Nyaman tanpa iklan. Langganan BisnisPro

Dewan Sawit Indonesia: 60% Pabrik Terapkan CDM pada 2020

Bisnis.com, JAKARTA--Dewan Minyak Sawit Indonesia menargetkan pada 2020 sebanyak 60% dari 620 pabrik minyak sawit menerapkan clean development mechanism (CDM) guna mereduksi emisi karbon dari industri sawit nasional.Derom Bangun, Ketua Dewan Minyak Sawit

Bisnis.com, JAKARTA--Dewan Minyak Sawit Indonesia menargetkan pada 2020 sebanyak 60% dari 620 pabrik minyak sawit menerapkan clean development mechanism (CDM) guna mereduksi emisi karbon dari industri sawit nasional.

Derom Bangun, Ketua Dewan Minyak Sawit Indonesia (DMSI), mengungkapkan industri minyak sawit dituding tidak ramah lingkungan karena menghasilkan emisi karbon dari gas metana limbah cair sawit. Gas metana merupakan salah satu gas rumah kaca yang nilai karbonnya mencapai 23 kali lebih tinggi dari CO2.

"Di industri sawit sekarang ada CDM. Jadi gas metana ditangkap (methane capture) untuk diolah menjadi bahan bakar pembangkit listrik," ujarnya kepada Bisnis, Selasa (23/7).

Dengan menerapkan CDM, gas metana dapat diolah untuk menghasilkan 1,3 megawatt listrik. Selain menekan emisi di industri sawit, listrik dari gas metana juga dapat dijual kepada PLN.
 
"PLN sudah mau beli dengan harga yang lumayan, tetapi PLN baru bersedia menyediakan sedikit kabel transmisi, padahal lokasi pabrik jauh di pedalaman," kata Derom.

Selain menghasilkan listrik, upaya penurunan emisi karbon melalui penerapan CDM juga dapat ditransaksikan senilai US$10/ton setara CO2 ke negara-negara yang menandatangani protokol Kyoto, seperti Jepang, Kanada, dan Uni Eropa.

Namun, saat ini baru sekitar 10% pabrik pengolahan minyak sawit yang sudah menerapkan prinsip CBM. Untuk itu, DMSI terus mendorong industri menerapkan prinsip tersebut.
 
"Sudah lebih 10% ini akan bertambah lagi. Kita harapkan, pada 2020, 60% dari pabrik 620 sudah menerapkan CDM," ujarnya.

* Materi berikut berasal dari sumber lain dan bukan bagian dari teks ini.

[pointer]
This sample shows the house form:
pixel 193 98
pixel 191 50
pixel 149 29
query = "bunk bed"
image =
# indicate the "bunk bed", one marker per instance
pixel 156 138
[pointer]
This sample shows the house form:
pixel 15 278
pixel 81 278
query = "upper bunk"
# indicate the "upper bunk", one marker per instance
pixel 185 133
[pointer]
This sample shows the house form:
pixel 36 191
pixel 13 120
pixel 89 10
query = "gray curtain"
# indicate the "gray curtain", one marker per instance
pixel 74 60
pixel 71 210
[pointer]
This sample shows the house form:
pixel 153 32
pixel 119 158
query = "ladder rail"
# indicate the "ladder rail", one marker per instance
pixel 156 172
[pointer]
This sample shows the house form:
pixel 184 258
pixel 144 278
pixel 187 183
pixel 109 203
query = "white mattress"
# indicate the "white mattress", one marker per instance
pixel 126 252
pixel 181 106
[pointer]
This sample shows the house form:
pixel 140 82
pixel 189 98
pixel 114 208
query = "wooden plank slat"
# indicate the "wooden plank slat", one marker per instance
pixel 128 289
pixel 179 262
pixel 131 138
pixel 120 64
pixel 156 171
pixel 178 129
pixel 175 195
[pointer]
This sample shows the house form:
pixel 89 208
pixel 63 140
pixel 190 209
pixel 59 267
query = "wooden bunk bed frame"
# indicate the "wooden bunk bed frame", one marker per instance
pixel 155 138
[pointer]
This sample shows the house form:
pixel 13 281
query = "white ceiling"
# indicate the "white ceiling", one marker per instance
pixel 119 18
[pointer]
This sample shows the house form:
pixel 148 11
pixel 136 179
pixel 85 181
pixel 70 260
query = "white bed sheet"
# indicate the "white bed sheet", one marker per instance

Derom mengakui dibutuhkan investasi yang cukup besar untuk menerapkan CDM di industri kelapa sawit. Untuk itu, DMSI meminta dukungan pemerintah berupa insentif keringanan pajak maupun harga beli listrik yang lebih baik.
 
"Kami Dewan Sawit minta pemerintah berikan insentif. Saya usulkan untuk diberikan intensif pajak atau harga listrik yang lebih baik supaya perusahaan-perusahaan lebih tertarik untuk membuatnya," katanya.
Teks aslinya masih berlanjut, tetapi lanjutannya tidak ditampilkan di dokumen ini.